Thy Servant Aletha

by Roberta H. Ostar

 

Book Details

 

About the Author

Roberta H. Ostar

The author, A. (Aletha) Roberta Hutchison Ostar’s (aka Hutchie in high school, Bobbie in college and as an adult) educational career began with two notable events in grade school—in first grade she refused to hold her pencil correctly for the Parker Penmanship writing model; she got a D in spelling in third grade. Both events were unacceptable in her family. So she proceeded to graduate from Camp Hill High School as valedictorian in 1945 and was Editor-in-chief of the HIGH LIGHT, the school paper her senior year. At Penn State she continued her journalism career by choosing it as her major and being named Editor of LA VIE, the yearbook, and News Editor of the DAILY COLLEGIAN, the student newspaper in her senior year, 1948. After working one year as a news reporter for the MCKEESPORT DAILY NEWS In Pennsylvania, and one year each as a book designer at the University of Wisconsin, Madison, Press and the Thomas Y. Crowell Publishers in New York City, she followed the tradition of her times by retiring to have her children and becoming an active community volunteer: neighborhood newsletter, Girl Scouts, leader and adult educator, church volunteer, etc.

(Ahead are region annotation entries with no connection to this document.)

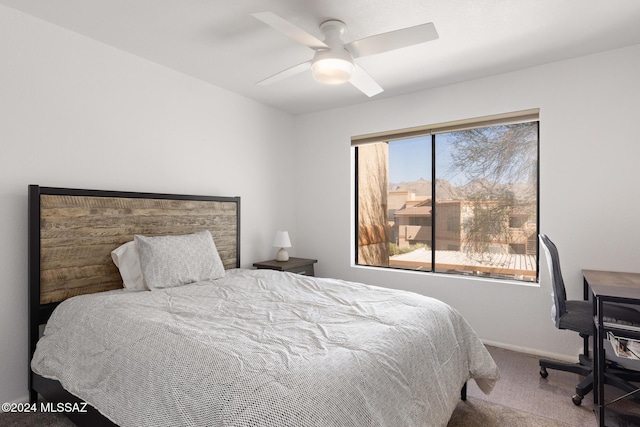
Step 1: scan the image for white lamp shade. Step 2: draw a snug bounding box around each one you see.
[273,230,291,248]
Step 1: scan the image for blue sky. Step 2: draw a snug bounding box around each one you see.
[389,134,466,185]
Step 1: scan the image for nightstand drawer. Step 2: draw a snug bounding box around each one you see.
[285,264,313,276]
[253,257,318,276]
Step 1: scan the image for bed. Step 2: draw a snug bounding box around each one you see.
[29,186,499,427]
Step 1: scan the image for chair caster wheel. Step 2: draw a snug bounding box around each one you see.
[540,366,549,378]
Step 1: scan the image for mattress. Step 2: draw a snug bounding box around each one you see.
[31,269,499,427]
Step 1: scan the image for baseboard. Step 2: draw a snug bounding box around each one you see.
[482,340,578,363]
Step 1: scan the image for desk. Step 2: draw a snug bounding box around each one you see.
[582,270,640,427]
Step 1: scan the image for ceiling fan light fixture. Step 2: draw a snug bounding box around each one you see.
[311,58,353,85]
[311,49,353,85]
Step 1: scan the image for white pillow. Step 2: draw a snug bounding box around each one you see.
[134,230,225,290]
[111,241,147,291]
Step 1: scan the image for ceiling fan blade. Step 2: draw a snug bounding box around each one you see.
[345,22,438,58]
[349,64,384,98]
[256,61,311,86]
[252,12,329,50]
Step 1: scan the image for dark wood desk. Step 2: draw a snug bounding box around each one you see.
[582,270,640,427]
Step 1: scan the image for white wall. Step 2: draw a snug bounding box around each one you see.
[0,6,297,402]
[296,45,640,358]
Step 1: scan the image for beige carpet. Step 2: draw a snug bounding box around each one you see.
[0,397,571,427]
[447,397,571,427]
[0,347,608,427]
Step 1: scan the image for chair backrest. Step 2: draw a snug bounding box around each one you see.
[539,234,567,327]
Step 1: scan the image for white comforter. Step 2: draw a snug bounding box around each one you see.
[31,270,498,427]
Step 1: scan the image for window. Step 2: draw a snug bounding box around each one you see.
[352,110,539,282]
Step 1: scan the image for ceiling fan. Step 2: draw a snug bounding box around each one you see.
[253,12,438,97]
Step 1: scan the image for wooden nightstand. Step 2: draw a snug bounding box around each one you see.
[253,257,318,276]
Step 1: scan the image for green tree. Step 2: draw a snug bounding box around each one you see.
[449,122,538,261]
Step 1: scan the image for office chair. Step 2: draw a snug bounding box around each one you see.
[539,234,640,405]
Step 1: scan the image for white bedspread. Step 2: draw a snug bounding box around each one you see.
[32,270,499,427]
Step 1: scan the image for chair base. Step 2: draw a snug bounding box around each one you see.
[539,354,640,406]
[539,354,593,406]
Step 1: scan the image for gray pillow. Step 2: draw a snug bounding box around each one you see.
[134,230,224,289]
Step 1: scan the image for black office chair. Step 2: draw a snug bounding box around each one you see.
[540,234,640,405]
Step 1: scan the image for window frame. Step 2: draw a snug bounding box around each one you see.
[351,109,540,285]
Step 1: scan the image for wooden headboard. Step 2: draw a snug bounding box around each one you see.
[29,185,240,323]
[28,185,240,412]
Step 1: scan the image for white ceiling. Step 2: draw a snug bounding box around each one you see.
[0,0,640,114]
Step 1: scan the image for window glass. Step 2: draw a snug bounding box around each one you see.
[356,121,538,281]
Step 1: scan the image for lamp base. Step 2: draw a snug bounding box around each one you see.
[276,248,289,261]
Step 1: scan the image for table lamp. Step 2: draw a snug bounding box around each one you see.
[273,230,291,261]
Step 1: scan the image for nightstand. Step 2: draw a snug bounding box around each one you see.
[253,257,318,276]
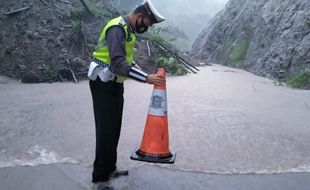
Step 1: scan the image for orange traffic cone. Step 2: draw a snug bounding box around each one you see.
[130,68,176,164]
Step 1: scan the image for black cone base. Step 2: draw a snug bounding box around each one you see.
[130,149,176,164]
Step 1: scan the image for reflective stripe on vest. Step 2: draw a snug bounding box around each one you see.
[93,16,136,82]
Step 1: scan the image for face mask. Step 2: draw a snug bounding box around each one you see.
[136,17,149,34]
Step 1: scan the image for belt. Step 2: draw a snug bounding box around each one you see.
[93,58,123,84]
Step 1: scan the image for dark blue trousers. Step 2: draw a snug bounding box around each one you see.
[89,77,124,182]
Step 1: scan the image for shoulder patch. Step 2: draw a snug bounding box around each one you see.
[119,19,126,26]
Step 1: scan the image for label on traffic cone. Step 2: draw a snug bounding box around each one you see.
[130,68,175,164]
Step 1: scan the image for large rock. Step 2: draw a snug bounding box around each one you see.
[192,0,310,78]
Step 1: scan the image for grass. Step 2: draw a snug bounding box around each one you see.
[286,71,310,89]
[151,54,187,76]
[229,40,249,63]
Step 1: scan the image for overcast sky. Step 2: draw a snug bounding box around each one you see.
[152,0,228,47]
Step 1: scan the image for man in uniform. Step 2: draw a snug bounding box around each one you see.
[89,0,165,183]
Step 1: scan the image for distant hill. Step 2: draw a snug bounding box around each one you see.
[192,0,310,87]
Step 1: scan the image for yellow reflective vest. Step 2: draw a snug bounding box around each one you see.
[93,16,136,83]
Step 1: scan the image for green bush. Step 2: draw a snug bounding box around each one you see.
[89,2,104,18]
[229,40,249,62]
[151,54,187,76]
[287,71,310,89]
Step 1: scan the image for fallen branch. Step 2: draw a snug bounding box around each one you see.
[5,6,31,15]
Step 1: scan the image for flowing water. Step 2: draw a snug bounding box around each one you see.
[0,65,310,174]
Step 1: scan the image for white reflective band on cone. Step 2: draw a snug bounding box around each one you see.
[149,89,167,116]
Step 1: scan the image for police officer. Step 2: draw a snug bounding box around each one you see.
[89,0,165,183]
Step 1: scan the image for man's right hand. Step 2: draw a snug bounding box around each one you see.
[146,74,166,84]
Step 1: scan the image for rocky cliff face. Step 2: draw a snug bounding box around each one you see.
[192,0,310,78]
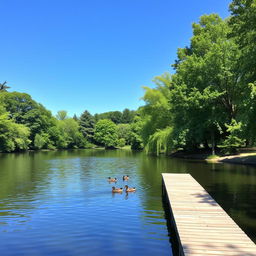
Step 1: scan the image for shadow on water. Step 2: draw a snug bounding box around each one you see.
[0,150,256,256]
[162,193,180,256]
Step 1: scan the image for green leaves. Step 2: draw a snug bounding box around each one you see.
[94,119,118,148]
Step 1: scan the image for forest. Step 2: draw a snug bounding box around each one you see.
[0,0,256,155]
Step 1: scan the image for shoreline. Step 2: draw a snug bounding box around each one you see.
[171,151,256,166]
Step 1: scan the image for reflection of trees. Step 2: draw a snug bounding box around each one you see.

In 1979, with two children in college and one in 11th grade, as a volunteer, she created and managed the annual programs for spouses of the presidents of state universities and colleges for the American Association of State Colleges and Universities (aascu) of which her husband Allan had been president since 1965. This was at the height of the feminist movement when the role of spouses as fund raisers and representatives of their schools—unpaid, of course—was a very controversial topic. She conducted three surveys of these spouses for aascu and then, sponsored by the MacArthur Foundation and the Lilley Foundation, she published a survey of the representational roles of a group of college and university presidents and spouses from all universities in the US—public and private—titled PUBLIC ROLES, PRIVATE LIVES.

Now, at the age of 92 she has finally written down the stories and some of the lore of her fiercely loyal Iowa Mother, as her children had been begging her to do!